Personal Letter

Today I was cleaning up and throwing away old papers. A couple of months ago I had a friend pull some old documents off some floppy disk I had.  I was reading a letter I had written to my parents before I got married for the second time. I was explaining to my parents that I was getting remarried because my ex husband loved me unconditionally.   I shared with them that when the married ended the first time I did not want to put in the effort to clean  up the mess I had made and it was easier to divorce.

As  I read the letter now I realized I wanted my husband to take God’s place in my life.  I have been reading  Michelle Mc Kinney Hammond again.  She talkes about how in Genesis that part of the curse would be a woman’s desire to have a  man.  It has been my downfall as well. When I have not been in a relationship my whole focus is lack of relationship.
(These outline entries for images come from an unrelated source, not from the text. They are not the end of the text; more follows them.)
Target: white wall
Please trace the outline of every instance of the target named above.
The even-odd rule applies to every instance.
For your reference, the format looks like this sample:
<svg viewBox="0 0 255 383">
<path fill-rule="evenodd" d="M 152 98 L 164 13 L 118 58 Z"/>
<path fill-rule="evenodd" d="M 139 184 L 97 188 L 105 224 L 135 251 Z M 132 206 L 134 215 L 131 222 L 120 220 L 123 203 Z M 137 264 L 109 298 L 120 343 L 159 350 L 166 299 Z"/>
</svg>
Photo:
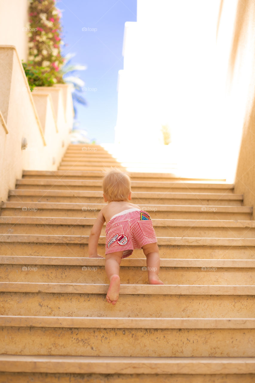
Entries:
<svg viewBox="0 0 255 383">
<path fill-rule="evenodd" d="M 28 0 L 0 1 L 0 45 L 15 45 L 21 60 L 27 60 Z"/>
<path fill-rule="evenodd" d="M 224 2 L 216 44 L 220 0 L 137 0 L 137 22 L 125 25 L 116 142 L 159 144 L 167 123 L 182 171 L 233 177 L 242 116 L 229 118 L 226 85 L 237 2 Z"/>
</svg>

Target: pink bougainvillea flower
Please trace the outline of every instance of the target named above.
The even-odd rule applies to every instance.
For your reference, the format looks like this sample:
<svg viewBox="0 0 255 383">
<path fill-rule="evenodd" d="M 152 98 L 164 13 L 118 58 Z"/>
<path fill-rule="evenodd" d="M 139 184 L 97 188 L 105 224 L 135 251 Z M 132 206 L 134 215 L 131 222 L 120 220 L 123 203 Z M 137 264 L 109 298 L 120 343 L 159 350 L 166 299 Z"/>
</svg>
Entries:
<svg viewBox="0 0 255 383">
<path fill-rule="evenodd" d="M 58 66 L 57 65 L 56 65 L 56 62 L 54 62 L 53 64 L 52 65 L 52 66 L 53 67 L 54 67 L 55 68 L 55 69 L 57 71 L 57 72 L 58 70 L 59 70 L 59 67 L 58 67 Z"/>
</svg>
When  I was married  I wanted my husband to fill that God sized hole. He wasn’t able too.

My desire for a man has ruled my life. I have spent money when I didn’t have to be with a man. I have taken off work. I have went through hell and high water. I have inconvenienced myself. Made a fool out of self put up with disrespectful treatment, verbally and psychically abuse just to have a relationship.
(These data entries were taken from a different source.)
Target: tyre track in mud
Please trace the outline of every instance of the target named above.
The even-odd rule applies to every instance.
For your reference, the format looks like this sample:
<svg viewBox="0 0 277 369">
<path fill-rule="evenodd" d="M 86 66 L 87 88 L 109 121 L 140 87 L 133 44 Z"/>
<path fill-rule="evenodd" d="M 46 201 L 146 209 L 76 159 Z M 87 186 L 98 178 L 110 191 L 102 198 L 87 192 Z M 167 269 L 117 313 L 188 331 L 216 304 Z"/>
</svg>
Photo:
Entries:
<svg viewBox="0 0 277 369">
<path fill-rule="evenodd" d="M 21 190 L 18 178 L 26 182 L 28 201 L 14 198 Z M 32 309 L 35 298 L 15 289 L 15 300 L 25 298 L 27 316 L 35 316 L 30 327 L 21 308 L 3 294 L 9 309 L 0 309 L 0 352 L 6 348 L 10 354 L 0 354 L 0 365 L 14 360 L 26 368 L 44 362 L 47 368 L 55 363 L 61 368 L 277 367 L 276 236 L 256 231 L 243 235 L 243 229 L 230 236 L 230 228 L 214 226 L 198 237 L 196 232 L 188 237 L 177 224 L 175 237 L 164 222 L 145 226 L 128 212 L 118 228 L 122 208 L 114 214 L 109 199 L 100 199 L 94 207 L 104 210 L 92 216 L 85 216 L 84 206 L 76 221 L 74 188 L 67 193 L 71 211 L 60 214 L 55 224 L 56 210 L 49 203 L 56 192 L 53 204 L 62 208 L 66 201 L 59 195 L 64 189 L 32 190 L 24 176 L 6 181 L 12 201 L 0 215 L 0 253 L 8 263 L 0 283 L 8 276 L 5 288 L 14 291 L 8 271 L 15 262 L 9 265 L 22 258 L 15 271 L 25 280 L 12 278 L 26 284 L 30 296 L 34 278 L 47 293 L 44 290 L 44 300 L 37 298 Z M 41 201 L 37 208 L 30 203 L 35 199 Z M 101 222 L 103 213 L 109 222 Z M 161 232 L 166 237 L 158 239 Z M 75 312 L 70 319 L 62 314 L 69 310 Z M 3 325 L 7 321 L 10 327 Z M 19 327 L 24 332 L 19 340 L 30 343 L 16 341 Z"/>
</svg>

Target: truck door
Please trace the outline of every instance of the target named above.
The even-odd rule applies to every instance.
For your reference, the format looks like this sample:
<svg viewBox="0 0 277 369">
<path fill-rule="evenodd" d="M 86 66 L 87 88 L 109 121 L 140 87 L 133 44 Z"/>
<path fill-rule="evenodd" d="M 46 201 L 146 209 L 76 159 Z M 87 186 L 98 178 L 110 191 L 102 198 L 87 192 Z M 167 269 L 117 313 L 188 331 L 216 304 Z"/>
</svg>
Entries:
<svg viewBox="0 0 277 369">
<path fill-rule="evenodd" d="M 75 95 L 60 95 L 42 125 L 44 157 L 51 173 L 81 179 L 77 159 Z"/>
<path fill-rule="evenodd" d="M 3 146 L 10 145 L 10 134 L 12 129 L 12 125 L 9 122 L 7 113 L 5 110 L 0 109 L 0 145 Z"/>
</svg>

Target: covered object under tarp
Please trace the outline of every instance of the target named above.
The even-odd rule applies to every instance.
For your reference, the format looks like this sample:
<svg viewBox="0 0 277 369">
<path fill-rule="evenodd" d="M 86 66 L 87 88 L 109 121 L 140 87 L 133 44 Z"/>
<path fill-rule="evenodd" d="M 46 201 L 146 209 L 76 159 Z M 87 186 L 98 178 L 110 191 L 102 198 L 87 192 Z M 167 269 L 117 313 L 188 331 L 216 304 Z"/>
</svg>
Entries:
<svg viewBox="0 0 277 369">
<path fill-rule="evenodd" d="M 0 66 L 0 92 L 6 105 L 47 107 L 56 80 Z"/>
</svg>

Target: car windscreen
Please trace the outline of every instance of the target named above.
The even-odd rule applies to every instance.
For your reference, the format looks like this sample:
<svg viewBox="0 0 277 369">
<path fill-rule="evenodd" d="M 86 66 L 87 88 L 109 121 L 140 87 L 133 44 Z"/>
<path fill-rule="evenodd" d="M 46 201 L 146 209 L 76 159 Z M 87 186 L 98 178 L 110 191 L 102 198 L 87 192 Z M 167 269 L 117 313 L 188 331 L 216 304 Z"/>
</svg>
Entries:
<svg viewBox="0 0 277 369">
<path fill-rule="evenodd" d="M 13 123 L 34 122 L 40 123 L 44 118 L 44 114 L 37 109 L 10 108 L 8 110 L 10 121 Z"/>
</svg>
I have longed and searched for Boaz and Prince Charming when the bible says it is, “he who finds a wife that findeth a good thing”.   When I was married I was Jezebel, Deliah, and Gomer. I was also Sarah, Racheal. When I was not married I was the woman at the well. I was like Leah in my approach to the well If I give you enough sex then you’ll love me. Leah’s lovemaking didn’t win Jacob’s heart.  Love making didn’t win the woman at the well any hearts either.